Each week we’ll take a step back into the history of Great Bend through the eyes of reporters past. We’ll reacquaint you with what went into creating the Great Bend of today, and do our best to update you on what “the rest of the story” turned out to be.
Perhaps this week, readers have seen stories about the Udall tornado which tore through a small Kansas town 60 years ago. According to first-hand accounts published in the June 6, 1955 edition of Time magazine, phone service was interrupted at 10:29 p.m. as the tornado entered the town of 610 from the south west and proceeded diagonally to the northeast, leaving only one home in town unscathed. This after survivor Lester Udal, who had been listening tornado reports all day, headed to bed having caught the 10:20 p.m. “all clear” on television. Since then, the townspeople, following the example of their mayor and others, banded together and rebuilt.

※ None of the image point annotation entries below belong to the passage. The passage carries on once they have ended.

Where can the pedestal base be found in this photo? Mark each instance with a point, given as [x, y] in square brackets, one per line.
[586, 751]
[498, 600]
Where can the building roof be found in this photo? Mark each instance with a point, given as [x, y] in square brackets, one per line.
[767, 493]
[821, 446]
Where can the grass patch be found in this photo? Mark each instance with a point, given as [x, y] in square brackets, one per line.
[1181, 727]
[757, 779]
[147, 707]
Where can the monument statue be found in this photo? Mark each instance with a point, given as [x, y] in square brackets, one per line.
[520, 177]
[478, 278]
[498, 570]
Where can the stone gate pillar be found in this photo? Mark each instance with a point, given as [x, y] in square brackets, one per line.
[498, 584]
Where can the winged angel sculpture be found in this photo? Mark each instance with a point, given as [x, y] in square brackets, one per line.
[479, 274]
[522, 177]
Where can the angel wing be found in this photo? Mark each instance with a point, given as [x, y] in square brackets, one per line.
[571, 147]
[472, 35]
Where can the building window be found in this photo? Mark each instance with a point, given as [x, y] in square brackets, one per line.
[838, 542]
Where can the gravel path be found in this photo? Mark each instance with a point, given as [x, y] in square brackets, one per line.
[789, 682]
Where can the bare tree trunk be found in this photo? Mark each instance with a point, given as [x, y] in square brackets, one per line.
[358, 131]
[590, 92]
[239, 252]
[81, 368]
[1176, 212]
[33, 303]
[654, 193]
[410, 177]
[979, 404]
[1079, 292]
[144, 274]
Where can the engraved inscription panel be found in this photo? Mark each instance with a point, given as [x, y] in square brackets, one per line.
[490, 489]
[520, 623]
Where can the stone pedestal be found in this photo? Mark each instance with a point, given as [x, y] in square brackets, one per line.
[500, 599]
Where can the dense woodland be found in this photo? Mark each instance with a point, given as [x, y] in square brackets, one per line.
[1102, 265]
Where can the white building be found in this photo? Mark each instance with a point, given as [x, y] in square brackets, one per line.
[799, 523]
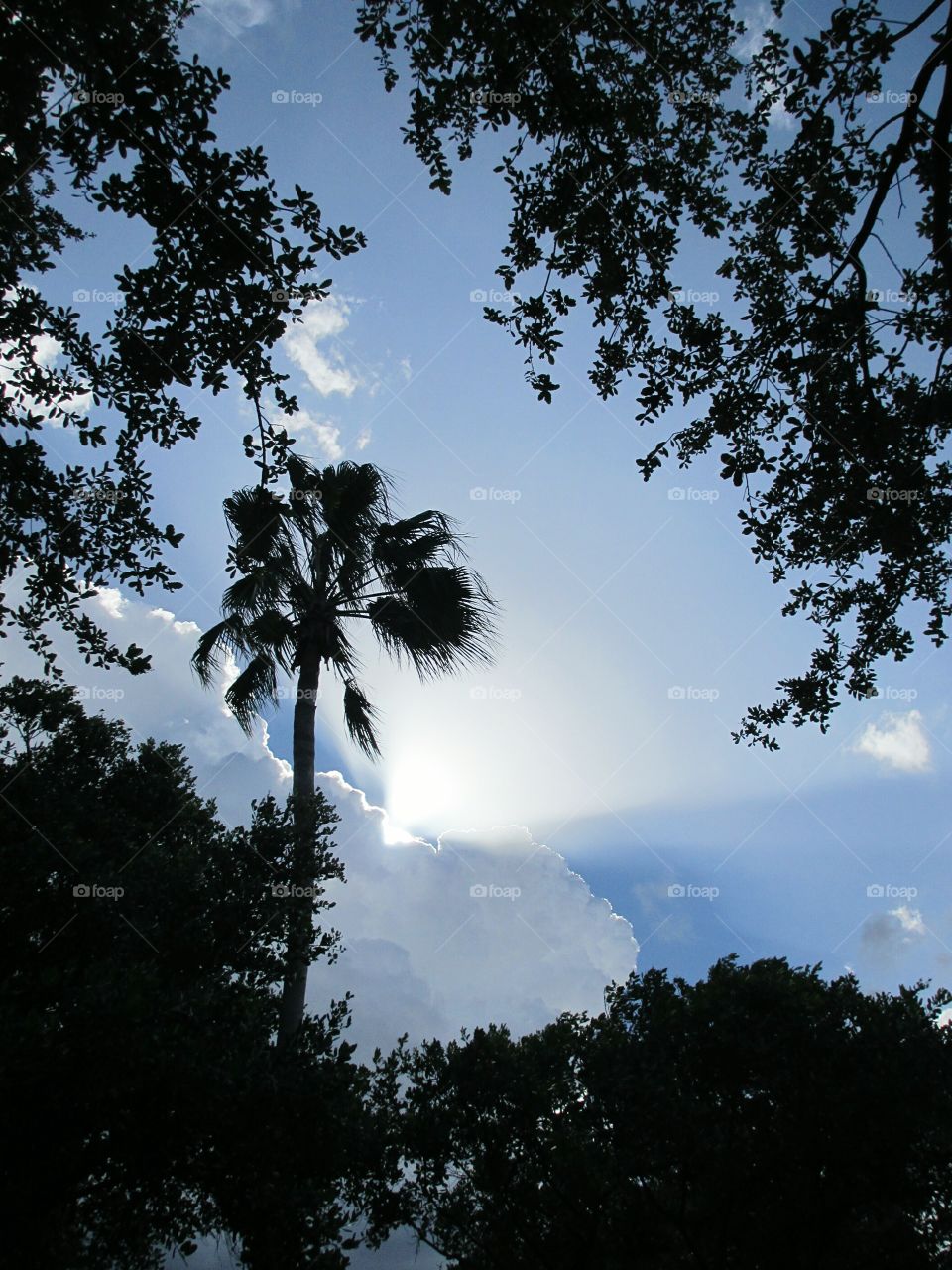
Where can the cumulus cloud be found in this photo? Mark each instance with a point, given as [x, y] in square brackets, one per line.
[45, 352]
[318, 432]
[757, 22]
[898, 742]
[475, 929]
[887, 935]
[238, 16]
[326, 371]
[436, 937]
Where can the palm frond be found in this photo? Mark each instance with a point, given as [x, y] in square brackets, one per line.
[226, 636]
[361, 719]
[255, 592]
[442, 621]
[404, 548]
[257, 520]
[255, 688]
[354, 504]
[276, 635]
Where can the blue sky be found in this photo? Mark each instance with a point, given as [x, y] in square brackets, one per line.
[636, 626]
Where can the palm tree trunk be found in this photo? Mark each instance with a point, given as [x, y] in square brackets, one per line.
[301, 917]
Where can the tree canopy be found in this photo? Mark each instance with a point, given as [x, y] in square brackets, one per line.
[760, 1118]
[141, 1097]
[98, 103]
[820, 175]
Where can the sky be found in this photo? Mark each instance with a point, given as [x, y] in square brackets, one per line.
[578, 810]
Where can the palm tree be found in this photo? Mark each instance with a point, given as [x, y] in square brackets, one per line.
[304, 567]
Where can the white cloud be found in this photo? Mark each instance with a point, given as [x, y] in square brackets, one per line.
[887, 935]
[321, 320]
[757, 22]
[318, 432]
[236, 16]
[897, 740]
[45, 352]
[421, 952]
[112, 603]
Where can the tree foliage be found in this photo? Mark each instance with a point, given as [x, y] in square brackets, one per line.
[99, 104]
[760, 1118]
[820, 175]
[307, 564]
[143, 1100]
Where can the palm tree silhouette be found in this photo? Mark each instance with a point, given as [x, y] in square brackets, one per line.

Today, Udall, located in Cowley County, has a population just over 700.
But there was no mention of what has been called the worst tornado to ever hit Kansas in the May 28, 1955 edition of the Great Bend Herald Press, a weekly newspaper that carried only local news.
New 4-H buildings
This week, in 1955, approval came to build new 4-H buildings at the fair ground north of town, “just east of Lake Barton,” with a projected completion in time for the August fair.
“The $24,000 projects will be constructed by Schartz Construction Company of Great Bend, and will consist of two Butler Buildings, according to Fred Schultis, chairman of the 4-H Holding board.”

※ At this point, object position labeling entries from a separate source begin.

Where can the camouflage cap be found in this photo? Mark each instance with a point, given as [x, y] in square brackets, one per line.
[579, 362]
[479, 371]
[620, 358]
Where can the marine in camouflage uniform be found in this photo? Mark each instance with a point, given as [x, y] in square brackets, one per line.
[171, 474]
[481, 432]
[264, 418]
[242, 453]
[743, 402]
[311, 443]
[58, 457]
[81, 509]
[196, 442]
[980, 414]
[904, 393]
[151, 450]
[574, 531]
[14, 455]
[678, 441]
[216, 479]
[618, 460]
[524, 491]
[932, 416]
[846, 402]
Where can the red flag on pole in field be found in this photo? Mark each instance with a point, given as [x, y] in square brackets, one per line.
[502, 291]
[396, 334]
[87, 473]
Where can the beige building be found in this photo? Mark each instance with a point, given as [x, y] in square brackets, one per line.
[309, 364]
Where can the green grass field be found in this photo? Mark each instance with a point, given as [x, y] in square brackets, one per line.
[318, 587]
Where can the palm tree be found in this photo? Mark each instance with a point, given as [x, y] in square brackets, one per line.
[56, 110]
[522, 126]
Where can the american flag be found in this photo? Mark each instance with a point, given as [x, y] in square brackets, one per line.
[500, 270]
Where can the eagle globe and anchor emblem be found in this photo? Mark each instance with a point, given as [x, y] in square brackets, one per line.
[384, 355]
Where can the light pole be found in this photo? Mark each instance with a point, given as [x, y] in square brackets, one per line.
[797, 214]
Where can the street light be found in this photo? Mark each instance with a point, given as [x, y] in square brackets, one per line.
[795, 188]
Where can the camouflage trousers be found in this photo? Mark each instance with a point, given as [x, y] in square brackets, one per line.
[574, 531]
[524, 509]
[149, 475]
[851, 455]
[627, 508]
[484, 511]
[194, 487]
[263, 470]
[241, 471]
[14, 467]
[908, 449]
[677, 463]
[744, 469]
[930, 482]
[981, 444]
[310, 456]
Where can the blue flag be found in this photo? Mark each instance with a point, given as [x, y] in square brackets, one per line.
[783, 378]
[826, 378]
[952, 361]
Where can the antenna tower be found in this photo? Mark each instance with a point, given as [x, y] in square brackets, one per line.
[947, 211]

Today, while the buildings still stand and are used by 4-H and the community for various functions, the fair now takes place at the Expo Center west of town.
Cutting edge crime technology
Police officers in Great Bend and surrounding communities took advantage of a continuing education opportunity at Park Elementary School. There, they learned the cutting edge technology of fingerprinting and interrogation from FBI Agent Max Richardson.
“Several police officers told the Herald-Press reporter that the course was presented so well they were able to read and classify fingerprints before the end of the first two-hour lesson.”
Since then, fingerprinting technology has changed along with technology. In the 1990s, the FBI began storing fingerprints on computers. By 1999, the FBI began transferring their fingerprint file to an electronic system. Millions of criminal fingerprints are now stored across the globe.
The Great Bend Planning Commission barely passed a measure to recommend support of a circular drive located just north of 19th between Harrison and Van Buren. after having the city council essentially drop the issue in their hands five weeks earlier, as memorialized by a Duke Rush cartoon.
“The controversial drive has been the center of friction in a neighborhood squabble and the issue came to a head last week when the city council, by a 7-1 vote, tabled a request to force Bryan McCullough, 1915 Van Buren, to remove five sapling trees from the dedicated, but unimproved, circular drive.”
A quick drive past the above address, probably raising the suspicions of some of the residents enjoying the afternoon on their porches, the Tribune found that the drive still exists. From 19th, it looks like an alley between the two streets, but it comes out onto Harrison between two limestone posts across the street from Great Bend Middle School. The block runs from 19th to 21st, and it was also discovered there is a matching drive, which appears to be an alley on 21st, but exits onto Van Buren across the street from where 20th comes to a T intersection. This is probably one of the more unusual configurations in the city.